There are plenty of reasons why size matters. Besides the obvious economies of scale and the strong bargaining power with suppliers, being big makes it easier, especially with today’s flexible production lines, to offer an ample product range that can exploit every niche. And the biggest carmaking groups are better able to spread the heavy cost of complying with ever-tougher environmental regulation in the largest economies.
Carmakers are having to hedge their bets, at enormous cost, on a range of technologies they hope will help them comply with stricter emissions standards: battery, hybrid and hydrogen fuel-cell powertrains, as well as improved gasoline and diesel engines. In an announcement that may in part have been crafted to strike fear into the hearts of smaller rivals, VW said in November that it would invest a whopping $114 billion in R&D over the next five years, with two-thirds going to develop new vehicles and technology.
Size is in itself no guarantee of success, nor are those in carmaking’s middle lane bound to fail. But they are under increasing pressure to find ways to compensate for their lack of scale. The most obvious is to get big by merging.
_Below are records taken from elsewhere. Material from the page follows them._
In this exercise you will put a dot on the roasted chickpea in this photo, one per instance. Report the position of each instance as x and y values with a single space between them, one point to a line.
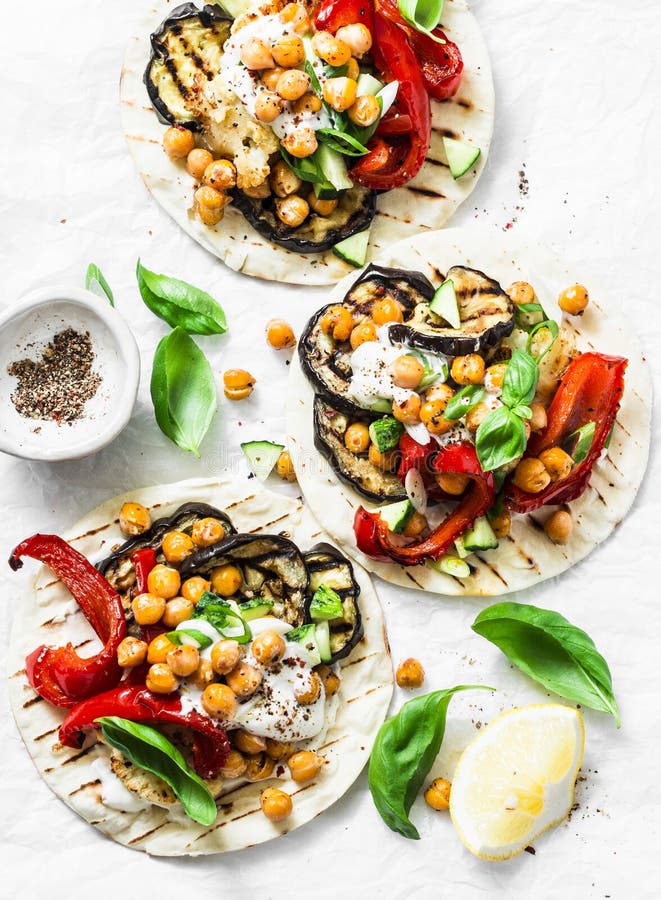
238 384
225 656
280 335
531 476
556 462
268 648
177 610
365 111
362 334
134 519
357 437
304 766
408 412
410 673
437 794
300 143
559 526
148 609
164 581
161 679
226 580
293 211
183 660
468 369
255 54
197 162
193 588
244 679
340 93
357 37
131 652
387 310
574 300
176 546
284 467
178 141
219 701
337 322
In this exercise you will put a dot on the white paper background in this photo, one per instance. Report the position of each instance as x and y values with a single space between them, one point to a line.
577 88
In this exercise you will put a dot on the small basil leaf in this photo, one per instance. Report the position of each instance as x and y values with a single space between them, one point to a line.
552 651
95 282
405 748
147 748
500 438
183 390
180 304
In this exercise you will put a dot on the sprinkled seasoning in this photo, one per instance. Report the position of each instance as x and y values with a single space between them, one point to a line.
58 386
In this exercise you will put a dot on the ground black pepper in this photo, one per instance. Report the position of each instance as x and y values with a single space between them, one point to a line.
58 386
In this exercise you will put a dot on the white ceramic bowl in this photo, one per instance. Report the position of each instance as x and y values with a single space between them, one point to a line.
25 329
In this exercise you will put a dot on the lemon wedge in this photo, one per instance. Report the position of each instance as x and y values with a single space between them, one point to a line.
517 778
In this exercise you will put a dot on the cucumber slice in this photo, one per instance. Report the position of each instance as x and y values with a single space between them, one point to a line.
397 515
262 457
445 304
354 249
461 156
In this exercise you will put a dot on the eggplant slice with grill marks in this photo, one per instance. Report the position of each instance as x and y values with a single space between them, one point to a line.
272 568
186 52
330 426
328 566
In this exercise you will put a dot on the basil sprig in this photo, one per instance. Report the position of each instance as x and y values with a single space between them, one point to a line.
183 390
148 749
501 437
405 748
552 651
180 304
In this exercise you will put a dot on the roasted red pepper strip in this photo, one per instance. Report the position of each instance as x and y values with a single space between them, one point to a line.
590 391
459 458
210 745
60 675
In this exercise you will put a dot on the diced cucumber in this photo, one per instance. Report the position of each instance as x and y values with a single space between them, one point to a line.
461 156
354 248
397 515
385 433
444 304
262 457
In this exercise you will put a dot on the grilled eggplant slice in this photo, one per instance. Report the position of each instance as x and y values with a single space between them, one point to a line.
330 426
328 566
354 212
186 52
485 310
272 568
327 363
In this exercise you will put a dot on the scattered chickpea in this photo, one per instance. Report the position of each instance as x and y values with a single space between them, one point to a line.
410 673
238 384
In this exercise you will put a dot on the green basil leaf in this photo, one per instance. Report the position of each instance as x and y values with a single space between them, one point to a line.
552 651
95 282
147 748
520 381
183 390
463 401
405 748
500 438
180 304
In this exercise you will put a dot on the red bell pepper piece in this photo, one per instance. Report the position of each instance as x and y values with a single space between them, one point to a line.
590 391
60 675
459 458
210 744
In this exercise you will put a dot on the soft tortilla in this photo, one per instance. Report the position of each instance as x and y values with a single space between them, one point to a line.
424 204
527 556
50 616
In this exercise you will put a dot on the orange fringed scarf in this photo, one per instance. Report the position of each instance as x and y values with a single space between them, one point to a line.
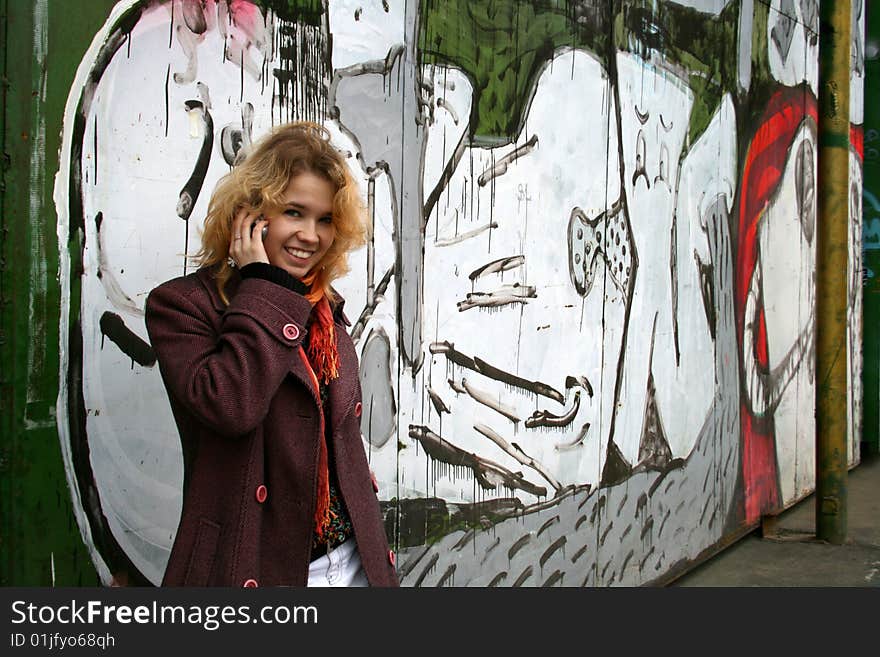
323 358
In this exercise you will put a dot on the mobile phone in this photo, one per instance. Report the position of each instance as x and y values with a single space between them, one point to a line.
264 231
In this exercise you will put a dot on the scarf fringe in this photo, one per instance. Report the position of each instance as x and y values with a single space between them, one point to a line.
323 357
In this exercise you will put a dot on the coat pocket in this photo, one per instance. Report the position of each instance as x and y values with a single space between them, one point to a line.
201 560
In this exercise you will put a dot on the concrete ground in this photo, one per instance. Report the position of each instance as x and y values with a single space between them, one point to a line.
789 554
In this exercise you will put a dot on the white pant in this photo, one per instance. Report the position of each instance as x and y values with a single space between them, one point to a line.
340 567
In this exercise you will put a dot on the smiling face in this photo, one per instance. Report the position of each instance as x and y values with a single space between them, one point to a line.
302 230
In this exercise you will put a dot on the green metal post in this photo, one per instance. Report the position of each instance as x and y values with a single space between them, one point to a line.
831 274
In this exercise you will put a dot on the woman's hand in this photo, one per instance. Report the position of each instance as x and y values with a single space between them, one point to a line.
246 244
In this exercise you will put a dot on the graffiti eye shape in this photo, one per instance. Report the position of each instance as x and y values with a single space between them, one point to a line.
641 157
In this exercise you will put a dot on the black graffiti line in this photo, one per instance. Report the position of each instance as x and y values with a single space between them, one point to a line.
131 344
496 266
488 473
115 294
545 418
500 167
482 367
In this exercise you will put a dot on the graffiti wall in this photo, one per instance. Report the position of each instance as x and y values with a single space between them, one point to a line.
585 318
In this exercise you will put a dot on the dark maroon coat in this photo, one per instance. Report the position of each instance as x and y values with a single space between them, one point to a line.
249 421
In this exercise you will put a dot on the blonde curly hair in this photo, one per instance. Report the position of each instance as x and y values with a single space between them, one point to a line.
258 181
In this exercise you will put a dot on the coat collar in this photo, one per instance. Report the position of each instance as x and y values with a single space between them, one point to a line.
341 390
207 276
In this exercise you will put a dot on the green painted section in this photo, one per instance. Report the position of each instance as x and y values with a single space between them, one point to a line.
871 239
832 253
43 43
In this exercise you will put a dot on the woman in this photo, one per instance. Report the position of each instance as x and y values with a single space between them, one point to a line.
262 377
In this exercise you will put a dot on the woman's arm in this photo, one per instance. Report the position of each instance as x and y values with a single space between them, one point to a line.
228 379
Mergers, alliances and partnerships
On Jan. 1, Fiat struck a $4.35 billion deal to buy the 41 percent of Chrysler it did not already own. Even the merged Fiat-Chrysler will produce “only” 4 million cars. Fiat will dip into Chrysler’s cash pile to finance new models in the hope of boosting annual sales to 6 million vehicles and to increase the proportion of profitable premium cars it sells from its sporty Alfa Romeo and Maserati ranges. But Fiat will remain weak in car-hungry Asia and could do with another deal to make more inroads there.
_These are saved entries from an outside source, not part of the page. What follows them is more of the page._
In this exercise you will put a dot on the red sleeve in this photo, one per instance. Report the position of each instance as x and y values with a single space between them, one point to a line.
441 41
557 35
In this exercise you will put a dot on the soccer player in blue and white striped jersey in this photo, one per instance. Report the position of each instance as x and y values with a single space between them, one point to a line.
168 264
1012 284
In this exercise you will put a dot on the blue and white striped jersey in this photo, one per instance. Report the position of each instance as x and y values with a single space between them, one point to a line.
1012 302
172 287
Another way of bulking up is to stop short of a merger but to build a broad alliance. Renault and Nissan this year celebrate 15 years of their partnership (which recently took in AvtoVAZ of Russia). The combination of Nissan’s technology and cash and Renault’s management has kept both firms alive. But although they share some platforms and parts, the two have largely remained separate businesses.
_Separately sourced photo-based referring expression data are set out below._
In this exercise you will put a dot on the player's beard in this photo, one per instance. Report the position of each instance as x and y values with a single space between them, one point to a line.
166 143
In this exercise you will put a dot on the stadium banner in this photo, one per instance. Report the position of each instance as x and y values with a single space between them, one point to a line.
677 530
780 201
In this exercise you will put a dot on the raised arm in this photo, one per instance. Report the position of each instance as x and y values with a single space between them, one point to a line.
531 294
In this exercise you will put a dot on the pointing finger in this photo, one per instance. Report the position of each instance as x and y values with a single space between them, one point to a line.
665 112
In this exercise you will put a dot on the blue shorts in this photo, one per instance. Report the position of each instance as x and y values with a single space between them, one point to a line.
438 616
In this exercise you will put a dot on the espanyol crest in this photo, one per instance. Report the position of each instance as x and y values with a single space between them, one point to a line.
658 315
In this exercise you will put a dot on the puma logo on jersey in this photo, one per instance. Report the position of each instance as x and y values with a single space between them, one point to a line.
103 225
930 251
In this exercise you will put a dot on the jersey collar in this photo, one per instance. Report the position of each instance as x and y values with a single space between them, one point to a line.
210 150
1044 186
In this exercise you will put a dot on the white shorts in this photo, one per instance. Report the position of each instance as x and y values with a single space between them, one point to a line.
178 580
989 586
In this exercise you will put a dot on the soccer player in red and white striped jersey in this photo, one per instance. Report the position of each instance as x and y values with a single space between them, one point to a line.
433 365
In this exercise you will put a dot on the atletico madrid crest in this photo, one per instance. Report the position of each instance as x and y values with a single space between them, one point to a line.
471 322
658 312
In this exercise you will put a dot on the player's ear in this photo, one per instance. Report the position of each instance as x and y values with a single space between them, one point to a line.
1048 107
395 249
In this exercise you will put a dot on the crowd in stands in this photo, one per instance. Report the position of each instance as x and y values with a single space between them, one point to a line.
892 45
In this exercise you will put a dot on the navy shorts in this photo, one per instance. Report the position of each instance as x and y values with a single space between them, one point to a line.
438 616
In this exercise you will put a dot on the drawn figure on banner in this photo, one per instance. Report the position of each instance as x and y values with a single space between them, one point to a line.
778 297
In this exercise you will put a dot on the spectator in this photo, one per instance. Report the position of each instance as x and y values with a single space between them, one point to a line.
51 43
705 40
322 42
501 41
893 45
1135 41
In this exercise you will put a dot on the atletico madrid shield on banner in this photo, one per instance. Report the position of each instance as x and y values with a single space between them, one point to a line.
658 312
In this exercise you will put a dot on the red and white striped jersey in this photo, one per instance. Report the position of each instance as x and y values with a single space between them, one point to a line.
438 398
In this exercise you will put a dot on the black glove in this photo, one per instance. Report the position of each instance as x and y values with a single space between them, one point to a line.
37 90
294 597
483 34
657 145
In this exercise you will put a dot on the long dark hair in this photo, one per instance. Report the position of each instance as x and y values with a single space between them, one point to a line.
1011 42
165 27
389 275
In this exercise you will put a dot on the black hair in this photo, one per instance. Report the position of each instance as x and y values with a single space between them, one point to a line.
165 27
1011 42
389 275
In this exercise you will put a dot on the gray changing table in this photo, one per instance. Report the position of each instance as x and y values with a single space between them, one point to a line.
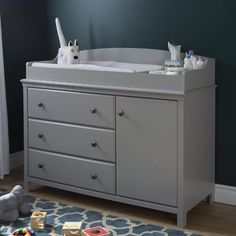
136 138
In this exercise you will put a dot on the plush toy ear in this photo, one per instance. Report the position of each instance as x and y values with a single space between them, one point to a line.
76 43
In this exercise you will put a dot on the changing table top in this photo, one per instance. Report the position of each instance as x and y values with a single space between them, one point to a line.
124 69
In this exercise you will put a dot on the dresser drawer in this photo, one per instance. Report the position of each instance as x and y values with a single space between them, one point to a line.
72 107
78 172
96 143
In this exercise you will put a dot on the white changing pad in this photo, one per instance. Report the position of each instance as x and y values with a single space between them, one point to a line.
113 66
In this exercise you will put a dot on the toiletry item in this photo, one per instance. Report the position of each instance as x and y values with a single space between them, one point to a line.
175 52
187 62
200 62
193 60
173 65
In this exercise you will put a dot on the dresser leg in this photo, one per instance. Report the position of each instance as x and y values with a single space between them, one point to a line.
211 197
26 186
182 219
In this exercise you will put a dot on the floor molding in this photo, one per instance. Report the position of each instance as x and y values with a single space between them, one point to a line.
225 194
16 159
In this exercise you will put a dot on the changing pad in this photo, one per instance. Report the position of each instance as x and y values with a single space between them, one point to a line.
112 66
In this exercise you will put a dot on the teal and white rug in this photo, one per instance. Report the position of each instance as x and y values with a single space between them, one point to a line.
58 213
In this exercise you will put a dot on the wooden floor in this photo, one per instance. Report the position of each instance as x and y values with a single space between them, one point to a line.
215 219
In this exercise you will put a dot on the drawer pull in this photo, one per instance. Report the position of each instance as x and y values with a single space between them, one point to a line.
41 105
93 110
121 113
94 176
94 144
41 136
40 166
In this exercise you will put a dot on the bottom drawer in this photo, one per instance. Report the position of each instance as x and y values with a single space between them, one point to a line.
74 171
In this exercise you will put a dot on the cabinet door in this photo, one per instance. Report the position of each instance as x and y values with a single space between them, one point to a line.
147 149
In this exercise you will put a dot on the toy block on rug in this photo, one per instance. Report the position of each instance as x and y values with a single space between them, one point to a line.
38 220
71 229
95 231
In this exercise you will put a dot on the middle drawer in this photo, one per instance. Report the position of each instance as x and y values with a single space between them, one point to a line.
83 141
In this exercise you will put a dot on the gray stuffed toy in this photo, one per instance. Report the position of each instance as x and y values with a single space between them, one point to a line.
11 205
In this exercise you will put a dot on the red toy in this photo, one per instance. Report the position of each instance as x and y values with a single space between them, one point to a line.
95 231
26 231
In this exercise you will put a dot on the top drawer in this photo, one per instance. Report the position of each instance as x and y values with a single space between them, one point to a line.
72 107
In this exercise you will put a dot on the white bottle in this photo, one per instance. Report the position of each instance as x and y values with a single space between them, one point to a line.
200 63
187 62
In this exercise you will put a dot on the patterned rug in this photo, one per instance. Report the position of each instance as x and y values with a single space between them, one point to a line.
58 213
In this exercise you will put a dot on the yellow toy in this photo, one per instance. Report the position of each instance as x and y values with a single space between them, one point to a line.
38 220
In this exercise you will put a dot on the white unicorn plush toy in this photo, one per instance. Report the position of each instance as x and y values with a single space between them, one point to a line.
67 54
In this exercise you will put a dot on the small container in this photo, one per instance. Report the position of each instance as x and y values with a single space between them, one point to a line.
71 229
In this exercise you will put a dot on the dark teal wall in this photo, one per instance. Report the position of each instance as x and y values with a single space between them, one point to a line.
208 27
24 28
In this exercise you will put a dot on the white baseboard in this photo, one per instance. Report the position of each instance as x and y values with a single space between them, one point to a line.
16 159
225 194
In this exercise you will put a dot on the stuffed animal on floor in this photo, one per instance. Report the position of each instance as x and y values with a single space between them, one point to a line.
11 205
67 54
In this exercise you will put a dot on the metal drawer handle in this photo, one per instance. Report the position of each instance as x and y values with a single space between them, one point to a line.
40 136
40 166
94 144
41 105
93 110
94 176
121 113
A more common way to exploit the advantages of scale without the drawbacks of a merger or alliance is through partnerships to create specific technologies. Developing the platforms that underpin vehicles or new engines allows carmakers to share costs and risks.
John Leech of KPMG, a consultancy, reckons that the industry has never seen so many partnerships. Medium-sized firms in particular are looking for ways to plug gaps in their product ranges and technology or to reach new markets. Such technology agreements are a good way of making barely profitable models that comply with emissions regulations.
Carmakers almost always used to develop their own engines. But as the cost of this has risen, the car firms have come to realize how little mass-market customers care about who makes what is under the hood.
The Hyundai-Kia group of South Korea is another maker with prospects of joining the 10 million club one day. Between them the two firms first dominated their home market (Kia in partnership with Ford), before Kia came under the wing of Hyundai during the 1997-98 Asian financial crisis. Being part of a conglomerate that includes a big steelmaker has also helped the group continue to gain critical mass. It has overtaken Ford, whose plan seems to be to muddle along in the middle by cutting its number of brands and platforms. Although it is trying to revive the faded Lincoln premium brand, it sells almost all its cars with the “Blue Oval” badge.